Let’s go through the process.

Creating the Refresh Token Endpoints

Adding support for a refresh token necessitated the creation of some new endpoints. The first is the aptly-named “/users/reset-token”, which make use of the already existing generate_auth_token method. It creates a cookie with a much longer expiration time (14 days) and stores it with the httpOnly flag, preventing the client from accessing it.

# get a refresh token for a user
@user.route("/users/refresh-token")
@auth.login_required
def get_refresh_token():
    refresh_token = g.user.generate_auth_token(expiration=1209600)  # 14 days
    response = make_response('', 204)
    response.set_cookie('refresh_token', refresh_token, httponly=True)
    return response

Next, I modified the /users/token endpoint to instead check the cookies for the refresh token. It then uses the token to verify the user and provide the actual access token. I shortened the access token to just five minutes; after that, the client will need to request a new one.

# get a token for a user
@user.route("/users/token")
def get_auth_token():
    refresh_token = request.cookies.get('refresh_token')
    print(refresh_token)
    if not refresh_token:
        raise InvalidUsage("No refresh token", 404)
    user = User.verify_auth_token(refresh_token)
    access_token = user.generate_auth_token(expiration=300)
    return jsonify({'token': access_token})
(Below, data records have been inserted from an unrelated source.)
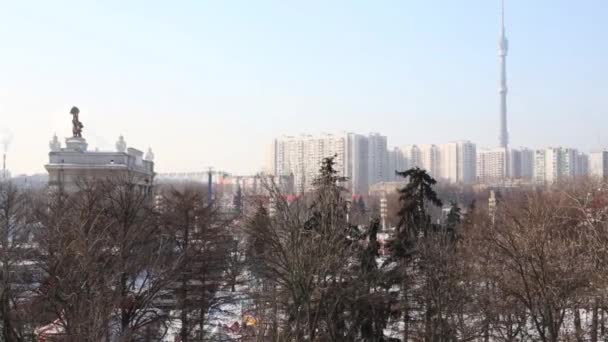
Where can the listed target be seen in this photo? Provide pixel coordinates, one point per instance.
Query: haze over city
(217, 81)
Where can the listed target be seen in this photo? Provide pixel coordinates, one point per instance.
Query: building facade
(70, 164)
(598, 164)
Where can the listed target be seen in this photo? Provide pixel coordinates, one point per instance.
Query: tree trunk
(594, 320)
(577, 325)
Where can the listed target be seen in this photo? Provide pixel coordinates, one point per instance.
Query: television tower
(503, 48)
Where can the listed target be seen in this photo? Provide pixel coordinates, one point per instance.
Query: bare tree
(16, 273)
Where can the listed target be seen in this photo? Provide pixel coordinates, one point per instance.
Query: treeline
(110, 262)
(531, 267)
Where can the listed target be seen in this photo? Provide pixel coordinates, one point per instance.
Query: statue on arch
(77, 126)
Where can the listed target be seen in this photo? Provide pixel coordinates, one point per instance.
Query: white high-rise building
(378, 159)
(396, 162)
(582, 164)
(413, 156)
(527, 163)
(301, 156)
(356, 163)
(458, 162)
(493, 165)
(430, 159)
(598, 164)
(558, 163)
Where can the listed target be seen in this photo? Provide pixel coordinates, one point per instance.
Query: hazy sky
(209, 83)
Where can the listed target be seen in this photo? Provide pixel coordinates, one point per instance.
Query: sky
(210, 83)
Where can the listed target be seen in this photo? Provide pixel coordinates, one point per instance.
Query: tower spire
(503, 47)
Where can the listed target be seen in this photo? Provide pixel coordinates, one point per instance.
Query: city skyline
(417, 73)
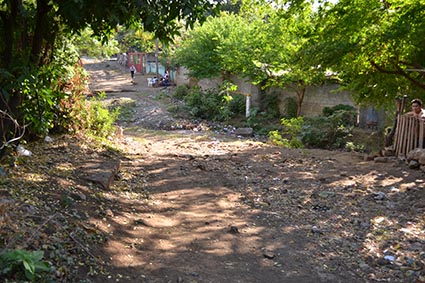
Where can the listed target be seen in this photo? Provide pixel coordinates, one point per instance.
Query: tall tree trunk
(300, 99)
(40, 32)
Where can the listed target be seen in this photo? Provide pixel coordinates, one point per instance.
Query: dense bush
(212, 104)
(329, 132)
(290, 133)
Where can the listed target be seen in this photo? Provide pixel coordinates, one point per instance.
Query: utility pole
(156, 58)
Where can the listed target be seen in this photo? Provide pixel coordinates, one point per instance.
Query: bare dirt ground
(225, 209)
(204, 206)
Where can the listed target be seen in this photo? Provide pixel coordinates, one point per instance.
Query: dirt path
(203, 207)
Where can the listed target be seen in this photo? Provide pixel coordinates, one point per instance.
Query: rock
(233, 230)
(48, 139)
(268, 254)
(245, 132)
(78, 196)
(379, 196)
(22, 151)
(414, 164)
(388, 151)
(99, 172)
(380, 159)
(316, 230)
(368, 157)
(416, 154)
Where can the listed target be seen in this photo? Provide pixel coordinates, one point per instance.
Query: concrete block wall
(316, 97)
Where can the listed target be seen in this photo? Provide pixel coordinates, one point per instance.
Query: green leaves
(371, 44)
(18, 262)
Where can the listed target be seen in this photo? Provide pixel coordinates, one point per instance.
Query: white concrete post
(248, 105)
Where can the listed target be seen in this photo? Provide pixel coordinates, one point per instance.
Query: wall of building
(316, 98)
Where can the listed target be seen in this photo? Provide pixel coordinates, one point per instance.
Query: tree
(376, 48)
(262, 43)
(33, 31)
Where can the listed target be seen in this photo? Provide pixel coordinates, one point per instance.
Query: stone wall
(316, 97)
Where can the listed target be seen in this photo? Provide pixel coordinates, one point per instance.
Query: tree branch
(399, 71)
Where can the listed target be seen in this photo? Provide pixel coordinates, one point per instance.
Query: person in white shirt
(132, 72)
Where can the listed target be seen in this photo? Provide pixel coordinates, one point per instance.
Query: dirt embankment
(198, 206)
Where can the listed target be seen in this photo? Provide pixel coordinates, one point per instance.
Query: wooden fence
(409, 134)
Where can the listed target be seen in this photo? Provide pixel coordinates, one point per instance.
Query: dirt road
(197, 206)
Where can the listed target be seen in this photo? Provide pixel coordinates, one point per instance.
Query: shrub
(22, 265)
(289, 135)
(347, 113)
(213, 104)
(290, 107)
(181, 91)
(99, 120)
(326, 132)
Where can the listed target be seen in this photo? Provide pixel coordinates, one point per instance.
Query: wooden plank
(403, 137)
(397, 135)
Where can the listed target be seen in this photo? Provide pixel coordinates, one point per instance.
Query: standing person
(132, 72)
(166, 79)
(417, 110)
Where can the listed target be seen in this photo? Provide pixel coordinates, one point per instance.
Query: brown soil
(201, 206)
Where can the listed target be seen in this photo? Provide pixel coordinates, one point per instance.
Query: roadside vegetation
(373, 48)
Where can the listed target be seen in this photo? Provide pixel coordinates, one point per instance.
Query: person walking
(132, 72)
(417, 110)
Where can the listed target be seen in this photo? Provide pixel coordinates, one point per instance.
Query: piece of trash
(22, 151)
(48, 139)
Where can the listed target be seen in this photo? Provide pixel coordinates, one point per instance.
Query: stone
(269, 254)
(245, 132)
(414, 164)
(99, 172)
(380, 159)
(416, 154)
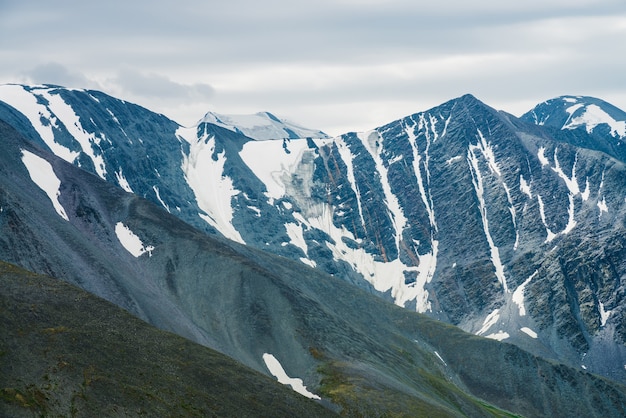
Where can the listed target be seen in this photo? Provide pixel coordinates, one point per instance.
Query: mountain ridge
(379, 210)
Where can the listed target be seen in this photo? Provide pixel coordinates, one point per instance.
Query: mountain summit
(261, 126)
(510, 228)
(572, 112)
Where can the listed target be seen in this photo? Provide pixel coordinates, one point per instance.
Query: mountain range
(273, 243)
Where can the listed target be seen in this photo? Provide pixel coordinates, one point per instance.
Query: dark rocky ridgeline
(359, 353)
(506, 227)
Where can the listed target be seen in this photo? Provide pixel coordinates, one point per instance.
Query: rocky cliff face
(510, 228)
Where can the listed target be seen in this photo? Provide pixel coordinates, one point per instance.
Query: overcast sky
(338, 66)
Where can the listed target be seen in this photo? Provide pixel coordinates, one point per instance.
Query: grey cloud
(55, 73)
(158, 86)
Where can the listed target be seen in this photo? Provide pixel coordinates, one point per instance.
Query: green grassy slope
(65, 352)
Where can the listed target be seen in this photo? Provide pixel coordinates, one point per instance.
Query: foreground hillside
(350, 348)
(510, 228)
(65, 352)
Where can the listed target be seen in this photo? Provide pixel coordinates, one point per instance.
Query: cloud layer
(333, 65)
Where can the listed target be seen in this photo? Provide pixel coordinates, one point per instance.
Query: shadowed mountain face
(65, 352)
(360, 354)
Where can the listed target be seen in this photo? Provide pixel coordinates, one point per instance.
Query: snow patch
(518, 294)
(525, 187)
(261, 126)
(529, 332)
(604, 314)
(593, 116)
(71, 121)
(541, 154)
(26, 103)
(550, 235)
(500, 336)
(213, 190)
(121, 180)
(158, 195)
(296, 236)
(439, 357)
(602, 206)
(43, 175)
(369, 139)
(276, 369)
(131, 242)
(477, 181)
(489, 321)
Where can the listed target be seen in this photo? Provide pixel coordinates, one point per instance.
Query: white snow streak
(477, 181)
(541, 154)
(121, 180)
(214, 191)
(571, 183)
(70, 119)
(26, 103)
(158, 195)
(518, 294)
(296, 236)
(500, 335)
(131, 242)
(347, 157)
(439, 357)
(529, 332)
(42, 174)
(602, 206)
(489, 321)
(399, 221)
(550, 235)
(525, 187)
(604, 315)
(417, 159)
(276, 369)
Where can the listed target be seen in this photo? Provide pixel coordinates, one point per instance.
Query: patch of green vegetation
(29, 398)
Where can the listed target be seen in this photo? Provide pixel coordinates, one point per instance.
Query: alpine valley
(369, 267)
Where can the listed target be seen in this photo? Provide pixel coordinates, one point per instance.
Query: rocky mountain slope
(65, 352)
(356, 352)
(510, 228)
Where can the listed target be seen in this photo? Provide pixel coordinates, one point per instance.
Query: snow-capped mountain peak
(262, 126)
(573, 112)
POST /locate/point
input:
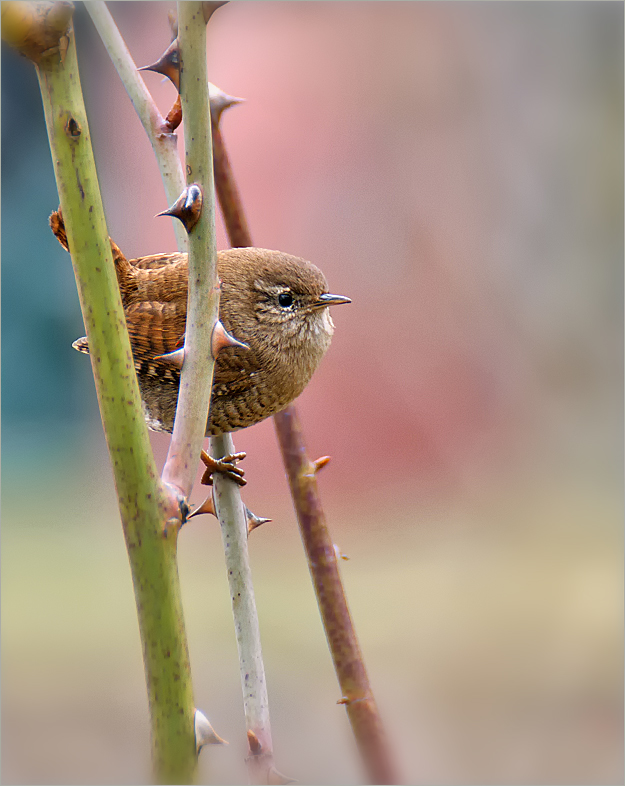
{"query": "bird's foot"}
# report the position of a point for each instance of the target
(226, 465)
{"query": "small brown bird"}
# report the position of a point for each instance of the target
(275, 303)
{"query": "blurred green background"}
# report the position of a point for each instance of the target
(456, 169)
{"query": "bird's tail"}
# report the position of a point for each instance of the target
(57, 225)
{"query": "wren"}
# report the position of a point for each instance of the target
(274, 303)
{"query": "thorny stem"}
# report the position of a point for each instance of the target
(342, 640)
(234, 535)
(144, 503)
(350, 669)
(163, 142)
(230, 510)
(203, 300)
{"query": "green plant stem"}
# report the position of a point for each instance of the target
(230, 509)
(203, 299)
(163, 141)
(144, 503)
(340, 632)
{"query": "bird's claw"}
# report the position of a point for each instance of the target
(226, 465)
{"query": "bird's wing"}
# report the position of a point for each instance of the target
(155, 328)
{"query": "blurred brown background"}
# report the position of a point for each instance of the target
(456, 169)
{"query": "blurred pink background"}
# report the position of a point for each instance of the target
(457, 170)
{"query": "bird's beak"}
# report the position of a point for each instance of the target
(330, 300)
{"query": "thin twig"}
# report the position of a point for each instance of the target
(144, 503)
(163, 142)
(343, 642)
(234, 531)
(203, 300)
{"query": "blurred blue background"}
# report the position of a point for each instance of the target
(457, 170)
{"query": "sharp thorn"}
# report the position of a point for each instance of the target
(187, 208)
(168, 64)
(208, 506)
(275, 778)
(320, 463)
(254, 521)
(254, 743)
(175, 358)
(221, 339)
(204, 732)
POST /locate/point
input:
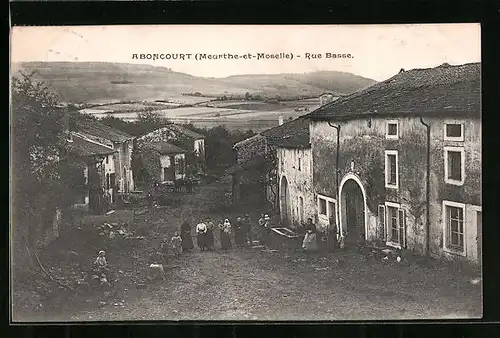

Finally, I created a new route to log out, which in this case essentially removes the refresh token. Because there isn’t an accepted way to delete a cookie on the server side (see this post), I simply set the cookie to a blank value and have it instantly expire.

# log out user by deleting httpOnly refresh cookie
@user.route('/users/logout')
def logout_user():
    response = make_response('', 204)
    response.set_cookie('refresh_token', '', expires=0)
    return response

And that’s all the Python work I needed to do.

Handling the Refresh Token on the Client Side

Next, I needed a way to continually get new refresh tokens, which meant I needed a timed interval. Because I wanted the entire app to hold the token and to attempt to get a refresh token, I decided to add the logic for this part in the main App.js file.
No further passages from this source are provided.